Why Habeas Corpus Matters

Why Habeas Corpus Matters

Next week Congress should vote on the Defense Authorization Bill, which contains Lindsay Graham’s amendment stripping Guantanamo detainees of their right to file habeas corpus petitions. The point of habeas petitions is to allow prisoners to ask the government why they are in prison, and to allow a judge to decide whether the government’s answer holds up.

Graham’s amendment, in its last published version, would grant Guantanamo detainees the right to appeal the verdicts reached by their military tribunals. But that’s not a substitute for the right to file habeas petitions. To see why not, consider the latest development in a case I’ve written about before: the case of Abu Bakker Qassim and A’del Abdu al-Hakim. Here’s an article about the case, and here’s an op-ed by al-Hakim’s lawyer.)
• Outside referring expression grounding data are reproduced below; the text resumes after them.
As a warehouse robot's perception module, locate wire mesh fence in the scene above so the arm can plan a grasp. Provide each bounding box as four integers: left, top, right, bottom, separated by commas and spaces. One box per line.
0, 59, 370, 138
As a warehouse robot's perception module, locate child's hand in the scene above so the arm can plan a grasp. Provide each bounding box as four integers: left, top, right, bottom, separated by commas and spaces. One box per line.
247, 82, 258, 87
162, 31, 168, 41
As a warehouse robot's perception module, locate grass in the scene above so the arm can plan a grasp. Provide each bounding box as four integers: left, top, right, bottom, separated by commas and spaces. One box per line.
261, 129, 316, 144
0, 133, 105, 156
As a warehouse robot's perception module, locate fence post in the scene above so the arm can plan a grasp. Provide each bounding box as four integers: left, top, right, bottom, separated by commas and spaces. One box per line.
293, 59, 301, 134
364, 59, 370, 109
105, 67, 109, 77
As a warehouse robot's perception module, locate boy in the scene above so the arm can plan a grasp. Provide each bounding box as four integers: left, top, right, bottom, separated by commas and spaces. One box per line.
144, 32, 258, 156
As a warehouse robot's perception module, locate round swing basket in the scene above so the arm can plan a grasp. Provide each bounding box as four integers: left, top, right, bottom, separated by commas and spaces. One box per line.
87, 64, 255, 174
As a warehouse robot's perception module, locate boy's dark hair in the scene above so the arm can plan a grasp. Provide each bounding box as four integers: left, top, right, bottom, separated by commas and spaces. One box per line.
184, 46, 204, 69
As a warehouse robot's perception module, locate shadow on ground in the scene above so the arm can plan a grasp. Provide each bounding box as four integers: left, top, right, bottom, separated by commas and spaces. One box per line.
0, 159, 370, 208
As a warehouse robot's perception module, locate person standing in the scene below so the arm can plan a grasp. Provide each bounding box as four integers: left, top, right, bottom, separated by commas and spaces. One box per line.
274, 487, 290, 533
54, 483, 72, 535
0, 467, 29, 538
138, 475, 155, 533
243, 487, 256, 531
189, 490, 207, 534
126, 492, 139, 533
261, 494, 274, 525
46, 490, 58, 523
This is a case that illustrates why habeas corpus matters. It could not have been brought if Graham’s amendment had been enacted, since the people who brought it have no reason to appeal the decision of their military tribunal. The military tribunal found that they were not enemy combatants; why would they want to appeal that? What they want to know is: since they were cleared months ago, why are they still locked up in Guantanamo?

Abu Bakker Qassim and A’del Abdu al-Hakim are Uighurs: members of an ethnic minority in Western China. They were picked up in Afghanistan a little over four years ago, by bounty hunters who had been promised $5,000 for each Taliban or al Qaeda member they turned over. But Qassim and al-Hakim were not, in fact, al Qaeda or Taliban, or any other sort of enemy combatant, according to the US military tribunal that cleared them last March.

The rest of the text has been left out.